The present invention relates to a kind of preparation method and applications of simple substance Ag doping lead dioxide electrode, belong to electrode material application field.The method is as follows: after first titanium plate is cleared up and polished, titanium plate being impregnated into oxalic acid aqueous solution except oxide layer, finally titanium plate is cleaned and dried up with deionized water;Titanium plate is immersed into standing certain time in configured silver plating liquid and obtains silver coated titanium plate;Using copper sheet as cathode, to be coated with the titanium plate of elemental silver middle layer as anode, with Pb (NO3)2、Cu(NO3)2Mixed solution with NaF is electroplate liquid, carries out electro-deposition, obtains the lead dioxide electrode of simple substance Ag doping.The degradation effect of the organic pollutants such as energy consumption of the present invention is low, long service life, Pyrogentisinic Acid is significant.

Description

A kind of preparation method and applications of Ag doping lead dioxide electrode
Technical field
The present invention relates to a kind of preparation method and applications of simple substance Ag doping lead dioxide electrode, and in particular to it is a kind of with Titanium is Ag doping lead dioxide electrode (the abbreviation Ti/Ag-PbO of matrix2) and its application in Electrocatalysis Degradation pollutant, belong to In electrode material application field.
Background technique
Electro-catalysis technology has many advantages, such as that equipment is simple, oxidability is strong, reaction rate is fast, without secondary pollution, is a kind of It is suitble to toxic, difficult for biological degradation organic wastewater the water treatment technology of processing.Anode material is the core of the technology, brown lead oxide electricity Pole because its catalytic oxidation activity is high, corrosion-resistant strong, preparation simply can be applicable to oxygen evolution reaction, chemicals production, prepare ozone with And become one of electrocatalytic oxidation anode material most with prospects (Li X, Pletcher D, Walsh F in wastewater treatment C.Electrodeposited lead dioxide coatings[J].Chemical Society Reviews,2011,40 (7):3879-3894.)。

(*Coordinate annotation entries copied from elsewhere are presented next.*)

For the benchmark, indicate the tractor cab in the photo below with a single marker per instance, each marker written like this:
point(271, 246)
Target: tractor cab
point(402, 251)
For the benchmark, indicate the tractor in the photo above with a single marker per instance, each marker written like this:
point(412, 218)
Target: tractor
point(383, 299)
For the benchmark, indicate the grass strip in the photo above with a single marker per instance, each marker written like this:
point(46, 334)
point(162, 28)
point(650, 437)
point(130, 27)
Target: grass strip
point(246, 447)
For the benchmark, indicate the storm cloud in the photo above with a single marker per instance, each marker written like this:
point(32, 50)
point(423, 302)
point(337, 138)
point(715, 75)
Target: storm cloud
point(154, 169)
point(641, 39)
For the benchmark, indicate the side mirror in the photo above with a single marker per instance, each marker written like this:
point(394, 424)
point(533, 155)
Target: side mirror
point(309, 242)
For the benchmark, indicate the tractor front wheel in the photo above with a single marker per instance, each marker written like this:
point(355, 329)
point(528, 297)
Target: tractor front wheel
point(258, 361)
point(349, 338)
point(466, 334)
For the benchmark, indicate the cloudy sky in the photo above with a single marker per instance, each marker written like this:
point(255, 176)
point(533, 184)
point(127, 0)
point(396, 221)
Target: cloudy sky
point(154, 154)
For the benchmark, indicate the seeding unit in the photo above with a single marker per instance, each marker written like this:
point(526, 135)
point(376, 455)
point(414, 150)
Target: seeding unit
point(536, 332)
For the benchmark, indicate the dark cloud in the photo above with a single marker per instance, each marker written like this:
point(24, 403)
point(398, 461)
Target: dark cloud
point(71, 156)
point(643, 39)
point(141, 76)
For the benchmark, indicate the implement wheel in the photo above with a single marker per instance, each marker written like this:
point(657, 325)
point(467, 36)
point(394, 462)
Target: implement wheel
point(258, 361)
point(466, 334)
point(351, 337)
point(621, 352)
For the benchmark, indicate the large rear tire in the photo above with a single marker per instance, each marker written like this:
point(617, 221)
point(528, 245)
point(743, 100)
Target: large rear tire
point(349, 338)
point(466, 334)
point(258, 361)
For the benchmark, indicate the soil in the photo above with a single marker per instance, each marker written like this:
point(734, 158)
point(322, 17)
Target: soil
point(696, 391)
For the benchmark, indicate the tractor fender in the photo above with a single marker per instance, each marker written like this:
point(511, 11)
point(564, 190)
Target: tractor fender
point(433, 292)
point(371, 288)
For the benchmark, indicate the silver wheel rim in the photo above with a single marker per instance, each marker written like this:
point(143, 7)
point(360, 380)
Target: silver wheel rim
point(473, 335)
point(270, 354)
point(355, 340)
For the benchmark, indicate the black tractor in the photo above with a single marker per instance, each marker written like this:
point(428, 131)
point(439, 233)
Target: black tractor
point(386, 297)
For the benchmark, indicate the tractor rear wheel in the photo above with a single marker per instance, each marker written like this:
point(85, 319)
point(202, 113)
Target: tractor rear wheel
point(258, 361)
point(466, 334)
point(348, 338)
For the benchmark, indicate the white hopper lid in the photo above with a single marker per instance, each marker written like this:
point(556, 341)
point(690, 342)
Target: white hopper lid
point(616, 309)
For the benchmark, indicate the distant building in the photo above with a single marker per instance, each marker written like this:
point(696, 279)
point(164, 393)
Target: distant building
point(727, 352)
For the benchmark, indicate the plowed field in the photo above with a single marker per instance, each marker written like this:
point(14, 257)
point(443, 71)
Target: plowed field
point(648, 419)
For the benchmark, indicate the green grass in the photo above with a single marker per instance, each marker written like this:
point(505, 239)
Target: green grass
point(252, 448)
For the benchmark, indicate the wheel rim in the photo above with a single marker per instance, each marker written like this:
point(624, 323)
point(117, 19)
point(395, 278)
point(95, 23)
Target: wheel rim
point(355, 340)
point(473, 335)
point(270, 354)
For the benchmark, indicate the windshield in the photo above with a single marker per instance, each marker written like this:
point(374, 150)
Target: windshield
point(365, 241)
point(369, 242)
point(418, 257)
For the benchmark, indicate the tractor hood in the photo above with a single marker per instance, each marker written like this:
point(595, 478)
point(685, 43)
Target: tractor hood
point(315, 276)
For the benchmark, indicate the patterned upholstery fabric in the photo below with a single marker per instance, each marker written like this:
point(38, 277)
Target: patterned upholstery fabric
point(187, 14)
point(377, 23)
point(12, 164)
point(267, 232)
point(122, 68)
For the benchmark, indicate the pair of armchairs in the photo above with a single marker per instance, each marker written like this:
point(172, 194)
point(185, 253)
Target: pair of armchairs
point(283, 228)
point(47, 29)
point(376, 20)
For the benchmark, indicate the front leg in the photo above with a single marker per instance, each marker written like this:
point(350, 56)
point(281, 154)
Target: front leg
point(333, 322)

But lead dioxide electrode there are still current efficiency in use it is low, power consumption is high the problems such as, and be catalyzed Activity can continue to lift up.Therefore, scholars many in recent years is dedicated to modified lead dioxide electrode.Such as patent CN 10253465 A describe a kind of preparation method of titanium-based antimony doped tin lead dioxide electrode, lead dioxide electrode surface obtained Uniformly, fine and close, electrode current efficiency is able to promote electrocatalytic oxidation activity with higher;103132076 A of patent CN is introduced A kind of ti-supported lead dioxide electric preparation method of lanthanum, gadolinium codope, by the synergistic effect of lanthanum, gadolinium codope, electrode have compared with Big specific surface area and more active site, are conducive to the adsorption and desorption of pollutant, can greatly improve the degradation to organic matter Effect, and long service life;Patent CN 101054684 describes one kind and prepares Lead dioxide anode modifiedby fluorine resin on Titanium base Method, lead dioxide electrode surface obtained uniformly, fine and close electrocatalytic oxidation activity with higher.Therefore reasonable member Element doping can effectively improve the performances such as the current efficiency, catalysis oxidation ability and service life of lead dioxide electrode, but at present Until never for solve energy consumption problem carried out research.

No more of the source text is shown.